Deeply touched by what I had seen, and still more by the desperate patience with which afflictions so bitter were borne, before I went away I gave the husbandman all the silver money I had left, some few liras, and reserved for my future needs one single ducat, the last gold piece I had. The man thanked me exorbitantly in a voice broken with gratitude, yet almost in the same breath admitted the insufficiency of the gift.
“We shall send Virginia into Pistoja to-morrow,” he said. “It has come to this, that her brothers and sisters are dying, and she must do what she can.”
I asked, “Will you send her to beg?”
The question was evaded. “She’ll do well enough when she’s been fed and cleaned, for she’s a well-made, handsome girl. There is a great man there—we shall keep the wolf from the door by what she sends us-and maybe have something over. Misery teaches all trades to a man, you see.”
I trembled and turned pale. “I entreat you,” I said, “to do no such dreadful thing. I have serious reasons for asking—very serious. There is one thing which we cannot afford to lose, even if we lose life itself in keeping it. And it is a thing for which we pay so dear now and again that we cannot value it too highly. I mean our self-respect.”
The peasant looked round upon his hovel and sleeping brood with those famine-bright eyes of his. “Must I keep my self-respect sooner than some of them? Must I not throw one to the wolves sooner than a half-dozen?” He gave over his unhappy survey with a shrug. “It seems I have nothing to get rid of here,” he said quietly, “except that valuable thing.”
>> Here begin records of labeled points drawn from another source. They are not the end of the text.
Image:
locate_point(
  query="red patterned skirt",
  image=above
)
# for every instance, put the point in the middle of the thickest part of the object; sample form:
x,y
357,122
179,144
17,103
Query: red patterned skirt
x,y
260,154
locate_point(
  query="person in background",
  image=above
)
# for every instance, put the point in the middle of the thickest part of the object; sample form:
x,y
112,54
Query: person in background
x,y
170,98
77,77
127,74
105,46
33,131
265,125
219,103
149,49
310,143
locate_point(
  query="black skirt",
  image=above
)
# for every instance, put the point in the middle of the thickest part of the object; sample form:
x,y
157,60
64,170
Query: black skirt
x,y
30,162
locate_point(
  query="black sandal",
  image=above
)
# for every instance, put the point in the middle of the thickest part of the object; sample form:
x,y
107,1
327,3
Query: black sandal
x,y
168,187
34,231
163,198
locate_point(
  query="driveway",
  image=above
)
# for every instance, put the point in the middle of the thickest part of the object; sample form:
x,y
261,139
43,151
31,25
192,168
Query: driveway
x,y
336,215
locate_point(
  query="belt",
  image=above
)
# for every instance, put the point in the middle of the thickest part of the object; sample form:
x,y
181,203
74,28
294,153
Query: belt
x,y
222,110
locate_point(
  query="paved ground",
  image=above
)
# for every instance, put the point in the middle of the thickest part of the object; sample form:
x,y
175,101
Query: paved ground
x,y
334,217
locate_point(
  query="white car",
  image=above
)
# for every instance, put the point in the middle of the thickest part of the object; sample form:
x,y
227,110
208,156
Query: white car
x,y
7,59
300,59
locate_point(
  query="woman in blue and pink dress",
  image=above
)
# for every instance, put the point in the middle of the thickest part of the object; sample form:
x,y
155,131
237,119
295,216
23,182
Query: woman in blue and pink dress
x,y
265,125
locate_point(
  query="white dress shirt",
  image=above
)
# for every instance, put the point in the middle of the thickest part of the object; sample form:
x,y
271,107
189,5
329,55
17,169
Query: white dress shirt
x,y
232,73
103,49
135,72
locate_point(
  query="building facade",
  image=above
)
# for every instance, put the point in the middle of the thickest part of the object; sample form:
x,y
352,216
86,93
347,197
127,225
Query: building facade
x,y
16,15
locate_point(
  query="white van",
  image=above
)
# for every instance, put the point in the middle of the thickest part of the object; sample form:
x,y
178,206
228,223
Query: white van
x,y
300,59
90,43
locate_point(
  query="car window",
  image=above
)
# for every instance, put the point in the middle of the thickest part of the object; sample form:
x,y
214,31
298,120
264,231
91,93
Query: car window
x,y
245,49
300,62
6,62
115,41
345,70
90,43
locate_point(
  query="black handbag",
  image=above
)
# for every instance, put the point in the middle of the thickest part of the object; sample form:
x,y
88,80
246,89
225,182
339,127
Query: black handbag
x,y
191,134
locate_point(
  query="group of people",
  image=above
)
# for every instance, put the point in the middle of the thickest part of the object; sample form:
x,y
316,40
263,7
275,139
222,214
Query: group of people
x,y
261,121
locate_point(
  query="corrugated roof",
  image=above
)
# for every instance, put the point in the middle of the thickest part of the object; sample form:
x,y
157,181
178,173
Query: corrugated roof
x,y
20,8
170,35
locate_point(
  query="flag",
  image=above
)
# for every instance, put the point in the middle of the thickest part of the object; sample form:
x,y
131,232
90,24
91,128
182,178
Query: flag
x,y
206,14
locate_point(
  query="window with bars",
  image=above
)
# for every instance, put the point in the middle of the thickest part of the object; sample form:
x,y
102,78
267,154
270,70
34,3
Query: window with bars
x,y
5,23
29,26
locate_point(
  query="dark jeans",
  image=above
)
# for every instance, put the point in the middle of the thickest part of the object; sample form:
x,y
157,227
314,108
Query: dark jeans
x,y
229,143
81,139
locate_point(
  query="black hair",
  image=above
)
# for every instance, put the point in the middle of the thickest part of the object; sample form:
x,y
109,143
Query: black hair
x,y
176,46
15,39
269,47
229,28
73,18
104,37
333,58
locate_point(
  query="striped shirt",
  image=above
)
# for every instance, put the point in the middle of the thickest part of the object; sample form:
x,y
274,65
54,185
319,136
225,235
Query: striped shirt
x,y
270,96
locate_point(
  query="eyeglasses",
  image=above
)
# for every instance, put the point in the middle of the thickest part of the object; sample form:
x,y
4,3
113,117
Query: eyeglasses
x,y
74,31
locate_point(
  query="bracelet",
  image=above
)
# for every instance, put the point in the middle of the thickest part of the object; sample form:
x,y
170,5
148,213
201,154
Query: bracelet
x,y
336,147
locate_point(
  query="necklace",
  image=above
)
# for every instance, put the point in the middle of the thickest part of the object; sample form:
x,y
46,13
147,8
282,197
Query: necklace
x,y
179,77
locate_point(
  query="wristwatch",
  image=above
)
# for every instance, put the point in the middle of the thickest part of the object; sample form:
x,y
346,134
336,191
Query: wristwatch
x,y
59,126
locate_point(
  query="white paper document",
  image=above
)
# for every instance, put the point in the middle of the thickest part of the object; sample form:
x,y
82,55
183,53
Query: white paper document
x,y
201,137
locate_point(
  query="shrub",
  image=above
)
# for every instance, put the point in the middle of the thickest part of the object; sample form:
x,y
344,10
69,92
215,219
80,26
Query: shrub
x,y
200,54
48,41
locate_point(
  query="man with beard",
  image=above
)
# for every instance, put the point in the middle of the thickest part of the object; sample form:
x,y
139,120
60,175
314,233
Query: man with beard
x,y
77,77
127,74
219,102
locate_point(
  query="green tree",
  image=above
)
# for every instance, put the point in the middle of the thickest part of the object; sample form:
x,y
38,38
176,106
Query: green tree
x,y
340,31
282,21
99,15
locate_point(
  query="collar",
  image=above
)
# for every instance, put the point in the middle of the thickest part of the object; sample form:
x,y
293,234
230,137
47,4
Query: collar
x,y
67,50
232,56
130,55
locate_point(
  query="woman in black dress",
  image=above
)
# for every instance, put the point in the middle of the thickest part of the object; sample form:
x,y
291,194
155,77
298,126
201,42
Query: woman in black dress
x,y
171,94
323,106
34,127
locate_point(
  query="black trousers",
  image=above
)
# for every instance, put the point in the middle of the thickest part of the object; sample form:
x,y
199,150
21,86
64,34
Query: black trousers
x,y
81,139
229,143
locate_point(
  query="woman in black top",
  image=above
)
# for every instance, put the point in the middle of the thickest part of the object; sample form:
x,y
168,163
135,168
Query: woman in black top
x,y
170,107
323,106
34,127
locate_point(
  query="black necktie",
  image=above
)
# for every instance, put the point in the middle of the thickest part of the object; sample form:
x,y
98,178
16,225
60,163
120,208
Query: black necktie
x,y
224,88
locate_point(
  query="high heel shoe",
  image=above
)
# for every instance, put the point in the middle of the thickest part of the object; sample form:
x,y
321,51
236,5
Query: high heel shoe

I pulled out my gold piece. “Will that keep it safe for you?” I asked. The gleam of the man’s eyes upon it was terrible to see. “Will you engage the word of a man that, in exchange for this, you will never do what you have proposed?”
“St. Mary help me, I will, sir,” he said. The coin changed hands.
“Where is Virginia?” I asked him, and he told me that she and Gino her brother had been up before the light and were spreading dung. “Now,” said I, “it is proper that I should tell you that I am without a farthing in the world. I say that, not because I grudge you the money, but that you may see how entirely I trust you.”
“You may trust me indeed, sir,” said Virginia’s father with tears, and I took my departure.